E neste estudo o gênero deve ser entendido conforme a definição de Scott (1990) que propõe uma nova abordagem para o estudo do gênero, que passa a ser visto como um elemento constitutivo das relações sociais fundadas sobre as diferenças percebidas. O gênero é nomeado e classificado dentro de uma cultura que o torna histórico e situado, e por isso são partes de uma rede de relações de poder que são construídas pelos usos e significados desta categoria. E conforme esta abordagem podemos definir o gênero como uma construção social e histórica , e que por isso as práticas sociais masculinizantes e feminizantes são estabelecidas conforme as concepções de cada sociedade.
A história das mulheres vista por este ângulo demonstra que a diferença sexual serve para confirmar e justificar a discriminação. Sendo assim, se torna necessário a compreensão desta grande feminização da profissão docente e como este processo poderá influenciar na construção da profissionalidade e identidade desta categoria.
A feminização da profissão docente tem se pautado em dados quantitativos que indicam o grande contingente de mulheres que atuam no magistério primário, segundo dados da UNESCO “No
âmbito da educação Básica registra-se 85,7% de mulheres e 14,1% de homens entre os professores...”,
apontando este fator como o principal contribuinte para o desprestígio social da profissão.
Campos (2002) ao discutir a gênese histórica do magistério salienta também que a feminização deste teve início no final século XIX e seu desprestígio social inicialmente esta relacionado também com a baixa remuneração e qualificação, assim como a forte presença de moças das camadas mais pobres da sociedade neste curso.
Há muitas representações sociais sobre a figura do professor (a) que associam a prática docente como algo natural, que é próprio da mulher, e neste processo de feminização do magistério houve um transporte dos atributos considerados de natureza feminina para o magistério, tais como a semelhança da docência com o trabalho doméstico, fragilidade e dependência. E por isso esta atividade é considerada uma continuidade da educação primária.
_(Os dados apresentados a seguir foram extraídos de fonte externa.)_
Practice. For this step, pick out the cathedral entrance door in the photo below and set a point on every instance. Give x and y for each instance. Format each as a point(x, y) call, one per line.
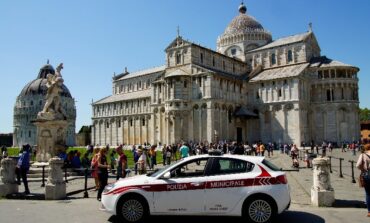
point(239, 135)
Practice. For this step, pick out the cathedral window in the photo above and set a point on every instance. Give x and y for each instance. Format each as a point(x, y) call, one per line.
point(273, 59)
point(290, 56)
point(233, 51)
point(178, 58)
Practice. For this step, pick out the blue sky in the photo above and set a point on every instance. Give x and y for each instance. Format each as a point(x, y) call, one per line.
point(95, 38)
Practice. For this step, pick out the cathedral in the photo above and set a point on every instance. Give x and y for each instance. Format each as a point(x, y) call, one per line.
point(252, 88)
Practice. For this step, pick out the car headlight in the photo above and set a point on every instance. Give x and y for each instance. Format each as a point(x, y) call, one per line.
point(108, 188)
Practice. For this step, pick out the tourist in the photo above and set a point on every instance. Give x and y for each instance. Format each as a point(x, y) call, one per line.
point(164, 157)
point(184, 151)
point(4, 152)
point(141, 163)
point(121, 163)
point(102, 171)
point(363, 164)
point(168, 154)
point(23, 167)
point(113, 160)
point(153, 157)
point(85, 162)
point(136, 157)
point(94, 167)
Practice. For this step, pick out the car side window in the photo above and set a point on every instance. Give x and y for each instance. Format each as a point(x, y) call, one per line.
point(194, 168)
point(230, 166)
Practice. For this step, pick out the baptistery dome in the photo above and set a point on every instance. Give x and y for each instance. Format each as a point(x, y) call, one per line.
point(31, 100)
point(244, 33)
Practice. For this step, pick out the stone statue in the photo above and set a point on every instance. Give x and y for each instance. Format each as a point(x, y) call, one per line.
point(52, 109)
point(322, 193)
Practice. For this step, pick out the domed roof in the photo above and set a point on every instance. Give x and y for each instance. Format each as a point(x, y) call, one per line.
point(242, 23)
point(38, 86)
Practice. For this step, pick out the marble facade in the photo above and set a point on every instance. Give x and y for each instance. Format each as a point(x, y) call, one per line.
point(251, 88)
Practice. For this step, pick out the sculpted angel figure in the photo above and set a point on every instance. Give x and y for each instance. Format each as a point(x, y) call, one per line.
point(54, 85)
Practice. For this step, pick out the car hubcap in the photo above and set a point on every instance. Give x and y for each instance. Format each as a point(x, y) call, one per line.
point(260, 211)
point(132, 210)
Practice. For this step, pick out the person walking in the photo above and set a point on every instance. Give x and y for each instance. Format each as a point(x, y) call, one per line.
point(184, 151)
point(23, 167)
point(102, 171)
point(363, 164)
point(94, 167)
point(121, 163)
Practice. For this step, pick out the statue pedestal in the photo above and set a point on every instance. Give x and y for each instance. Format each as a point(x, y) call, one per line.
point(51, 138)
point(322, 194)
point(322, 198)
point(55, 188)
point(8, 184)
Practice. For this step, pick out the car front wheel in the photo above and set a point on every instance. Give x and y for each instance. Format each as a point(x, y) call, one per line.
point(259, 210)
point(132, 209)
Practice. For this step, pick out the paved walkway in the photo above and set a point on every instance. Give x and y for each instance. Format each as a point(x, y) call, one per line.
point(349, 206)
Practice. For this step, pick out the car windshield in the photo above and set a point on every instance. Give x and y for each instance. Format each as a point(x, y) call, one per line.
point(158, 172)
point(271, 165)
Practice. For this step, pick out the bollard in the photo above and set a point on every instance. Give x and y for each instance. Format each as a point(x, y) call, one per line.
point(43, 176)
point(65, 174)
point(353, 171)
point(340, 167)
point(86, 194)
point(331, 171)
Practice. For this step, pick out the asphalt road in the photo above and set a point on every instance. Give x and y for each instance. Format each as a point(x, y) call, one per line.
point(81, 210)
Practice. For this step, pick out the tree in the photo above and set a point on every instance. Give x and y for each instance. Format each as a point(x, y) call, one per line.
point(364, 114)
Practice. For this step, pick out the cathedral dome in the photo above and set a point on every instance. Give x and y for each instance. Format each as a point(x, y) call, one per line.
point(242, 23)
point(38, 86)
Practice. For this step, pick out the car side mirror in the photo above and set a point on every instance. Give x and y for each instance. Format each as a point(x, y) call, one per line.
point(166, 176)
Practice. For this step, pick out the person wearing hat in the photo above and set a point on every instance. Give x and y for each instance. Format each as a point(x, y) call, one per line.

Segundo Louro apud UNESCO (2004, p. 45) “o
professor sempre foi associado à autoridade no conhecimento, enquanto a professora sempre foi – e ainda é – vinculada ao apoio e a cuidados dirigidos aos alunos”.
Vianna (2002) destaca que as questões de gênero na profissão docente ultrapassa a mera quantidade de mulheres que exercem a profissão, e que o sentido feminino esta presente em todos os espaços e práticas docentes mesmo quando ocupados por homens . Desta forma, fica evidente que a profissão docente tornou-se uma profissão feminina ao longo do tempo devido às atribuições sociais, que são independentes do sexo de quem a exerce.
Por ser um trabalho que esta em andamento e ainda não possuir resultados pretendemos suscitar reflexões que possam extrapolar as linearidades explicativas sobre as questões de gênero na profissão docente e refletir mais profundamente sobre as complexidades que envolvem estas questões. Desta forma, será possível pensar na profissão docente com um olhar mais crítico, possibilitando o esclarecimento de algumas dificuldades atuais da profissão.